= Nacho Barahona =

Spanish film editor

Nacho Barahona (born in Madrid - 1970) is a Spanish film editor with over 225 TV series episodes, 14 short films, numerous advertisements and 3 documentaries to his credit, as well as 8 nominations and awards in film-making.

==Biography==
Barahona received a bachelor's degree in software engineering, at Madrid's Polytechnic University. He went to work as computer programmer and systems analyst in videogames, telecommunications and banking for large companies.

Attracted by the huge development of graphical applications and CAD, a career change resulted in training first as an advertisement graphic designer and graphic designer for multi-media platforms, interactive sites and virtual simulators, working with various Spanish universities.

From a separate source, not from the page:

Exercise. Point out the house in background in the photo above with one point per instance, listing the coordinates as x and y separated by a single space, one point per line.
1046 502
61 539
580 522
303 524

In 1996, Barahona learned more about using Avid as a non-linear editing tool, and redirected his professional career towards editing in the world of advertising, collaborating with production companies such as 'Molinare', 'Dalton's Digital Brothers', 'Videospot', 'Full Fiction', 'Escosura', 'Videoreport', 'Propaganda Moviebox', 'Viva Video', 'Alaska Producciones', 'Genlock videoproducciones', 'Exa', '101', 'Telson', 'Resonancia Madrid', 'Com 4 hd' or 'Iconica'.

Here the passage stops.